Elasticsearch is a search engine based on the Lucene library. It provides a distributed, multitenant-capable full-text search engine with an HTTP web interface and schema-free JSON documents.

An ES sink Firehose (SINK_TYPE=elasticsearch) requires the following variables to be set along with generic ones.

SINK_ES_CONNECTION_URLS

Elastic search connection URL/URLs to connect. Multiple URLs could be given in a comma separated format.

  • Example value: localhost1:9200
  • Type: required

SINK_ES_INDEX_NAME

The name of the index to which you want to write the documents. If it does not exist, it will be created.

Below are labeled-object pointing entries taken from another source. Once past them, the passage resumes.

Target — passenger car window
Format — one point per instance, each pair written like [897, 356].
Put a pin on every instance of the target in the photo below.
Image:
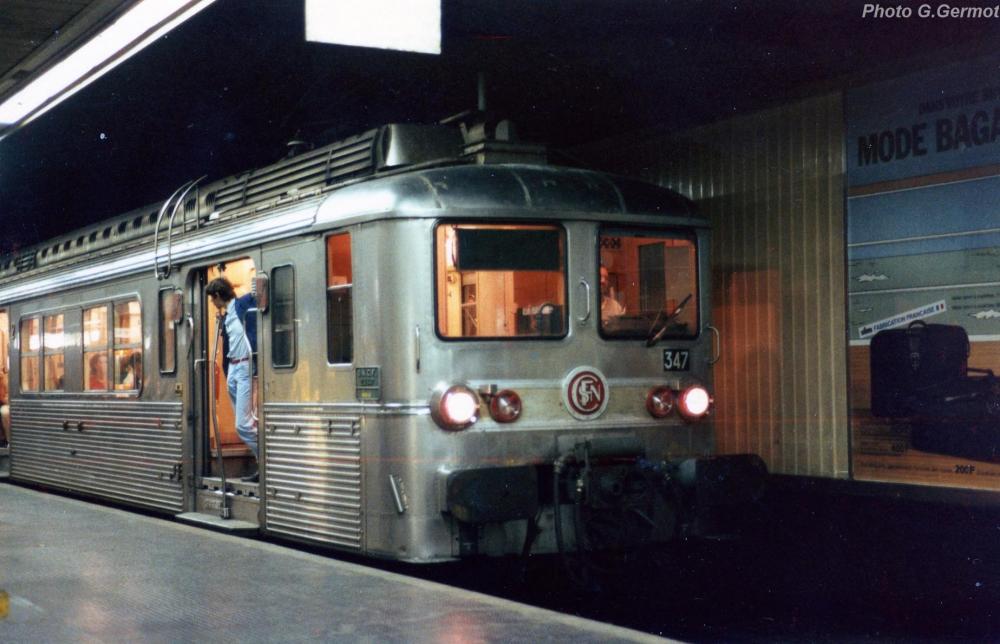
[54, 369]
[168, 330]
[30, 348]
[283, 316]
[95, 349]
[339, 309]
[500, 281]
[648, 280]
[127, 345]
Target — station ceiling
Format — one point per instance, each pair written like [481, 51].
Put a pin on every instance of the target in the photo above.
[224, 92]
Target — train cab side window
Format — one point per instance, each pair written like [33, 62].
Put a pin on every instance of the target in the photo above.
[95, 349]
[283, 316]
[497, 281]
[648, 283]
[339, 310]
[168, 331]
[54, 369]
[30, 348]
[127, 354]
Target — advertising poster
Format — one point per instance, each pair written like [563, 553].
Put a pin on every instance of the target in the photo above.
[923, 174]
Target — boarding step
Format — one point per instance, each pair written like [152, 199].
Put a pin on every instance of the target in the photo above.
[215, 522]
[233, 485]
[242, 499]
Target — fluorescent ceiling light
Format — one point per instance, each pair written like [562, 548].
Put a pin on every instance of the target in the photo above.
[143, 23]
[407, 25]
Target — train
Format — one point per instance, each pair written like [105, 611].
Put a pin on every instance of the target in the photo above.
[462, 350]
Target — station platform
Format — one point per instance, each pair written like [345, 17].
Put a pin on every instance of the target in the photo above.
[72, 571]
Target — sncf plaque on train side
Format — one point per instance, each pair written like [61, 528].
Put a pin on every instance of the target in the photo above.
[368, 383]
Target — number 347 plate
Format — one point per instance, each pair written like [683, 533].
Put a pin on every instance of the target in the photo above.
[676, 359]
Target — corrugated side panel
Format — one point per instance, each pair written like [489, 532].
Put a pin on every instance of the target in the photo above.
[314, 474]
[126, 451]
[773, 185]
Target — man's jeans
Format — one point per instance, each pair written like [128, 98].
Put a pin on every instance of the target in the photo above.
[241, 394]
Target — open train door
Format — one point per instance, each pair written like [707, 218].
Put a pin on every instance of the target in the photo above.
[222, 462]
[4, 393]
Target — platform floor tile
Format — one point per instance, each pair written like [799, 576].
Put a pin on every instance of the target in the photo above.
[72, 571]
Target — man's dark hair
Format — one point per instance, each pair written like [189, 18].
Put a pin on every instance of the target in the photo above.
[222, 287]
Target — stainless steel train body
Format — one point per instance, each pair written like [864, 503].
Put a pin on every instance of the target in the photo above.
[438, 371]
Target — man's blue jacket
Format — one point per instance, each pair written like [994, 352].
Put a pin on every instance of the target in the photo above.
[243, 304]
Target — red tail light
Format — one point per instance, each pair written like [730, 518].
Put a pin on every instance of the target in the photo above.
[455, 408]
[660, 401]
[694, 402]
[505, 406]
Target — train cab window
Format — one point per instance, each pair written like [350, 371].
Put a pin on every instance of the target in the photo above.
[339, 309]
[283, 316]
[127, 354]
[54, 369]
[501, 281]
[648, 284]
[168, 330]
[30, 348]
[95, 349]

  • Example value: sample_index
  • Type: required

SINK_ES_TYPE_NAME

Defines the type name of the Document in Elasticsearch.

  • Example value: Customer
  • Type: required

SINK_ES_ID_FIELD

The identifier field of the document in Elasticsearch. This should be the key of the field present in the message (JSON or Protobuf) and it has to be a unique, non-null field. So the value of this field in the message will be used as the ID of the document in Elasticsearch while writing the document.

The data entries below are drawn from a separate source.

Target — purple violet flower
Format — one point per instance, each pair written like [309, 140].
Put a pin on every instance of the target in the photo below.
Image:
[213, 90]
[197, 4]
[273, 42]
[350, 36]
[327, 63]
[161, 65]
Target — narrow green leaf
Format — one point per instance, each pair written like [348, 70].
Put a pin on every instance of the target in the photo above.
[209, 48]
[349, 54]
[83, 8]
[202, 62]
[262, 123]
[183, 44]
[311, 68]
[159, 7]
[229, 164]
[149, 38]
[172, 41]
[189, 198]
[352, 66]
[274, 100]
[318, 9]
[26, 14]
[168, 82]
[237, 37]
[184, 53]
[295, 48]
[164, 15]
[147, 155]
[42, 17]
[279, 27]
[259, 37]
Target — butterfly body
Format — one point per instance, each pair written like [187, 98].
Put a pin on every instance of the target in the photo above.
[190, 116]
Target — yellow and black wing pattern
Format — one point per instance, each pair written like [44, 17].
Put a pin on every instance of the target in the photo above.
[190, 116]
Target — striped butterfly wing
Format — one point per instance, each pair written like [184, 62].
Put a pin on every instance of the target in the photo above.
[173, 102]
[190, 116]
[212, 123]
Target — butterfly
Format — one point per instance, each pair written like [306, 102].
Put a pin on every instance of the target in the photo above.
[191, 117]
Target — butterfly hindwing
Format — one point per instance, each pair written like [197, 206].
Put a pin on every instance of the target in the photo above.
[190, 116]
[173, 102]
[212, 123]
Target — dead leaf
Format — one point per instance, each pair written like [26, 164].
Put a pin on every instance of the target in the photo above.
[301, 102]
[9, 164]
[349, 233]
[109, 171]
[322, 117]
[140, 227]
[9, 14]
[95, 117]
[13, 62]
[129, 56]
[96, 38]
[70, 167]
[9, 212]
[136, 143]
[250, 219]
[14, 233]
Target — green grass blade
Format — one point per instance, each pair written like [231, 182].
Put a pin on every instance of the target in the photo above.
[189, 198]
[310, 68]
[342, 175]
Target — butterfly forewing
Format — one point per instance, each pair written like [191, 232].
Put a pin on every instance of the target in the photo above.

  • Example value: customer_id
  • Type: required

SINK_ES_MODE_UPDATE_ONLY_ENABLE

Elasticsearch sink can be created in 2 modes: Upsert mode or UpdateOnly mode. If this config is set:

  • TRUE: Firehose will run on UpdateOnly mode which will only UPDATE the already existing documents in the Elasticsearch index.
  • FALSE: Firehose will run on Upsert mode, UPDATING the existing documents and also INSERTING any new ones.
    • Example value: TRUE
    • Type: required
    • Default value: FALSE

SINK_ES_INPUT_MESSAGE_TYPE

Indicates if the Kafka topic contains JSON or Protocol Buffer messages.

  • Example value: PROTOBUF
  • Type: required
  • Default value: JSON

SINK_ES_PRESERVE_PROTO_FIELD_NAMES_ENABLE

Whether or not the protobuf field names should be preserved in the Elasticsearch document. If false the fields will be converted to camel case.

  • Example value: FALSE
  • Type: required
  • Default value: TRUE

SINK_ES_REQUEST_TIMEOUT_MS

Defines the request timeout of the elastic search endpoint. The value specified is in milliseconds.

  • Example value: 60000
  • Type: required
  • Default value: 60000

SINK_ES_SHARDS_ACTIVE_WAIT_COUNT

Defines the number of shard copies that must be active before proceeding with the operation. This can be set to any non-negative value less than or equal to the total number of shard copies (number of replicas + 1).

  • Example value: 1
  • Type: required
  • Default value: 1

SINK_ES_RETRY_STATUS_CODE_BLACKLIST

List of comma-separated status codes for which Firehose should not retry in case of UPDATE ONLY mode is TRUE

  • Example value: 404,400
  • Type: optional

SINK_ES_ROUTING_KEY_NAME

Defines the proto field whose value will be used for routing documents to a particular shard in Elasticsearch. If empty, Elasticsearch uses the ID field of the doc by default.

  • Example value: service_type
  • Type: optional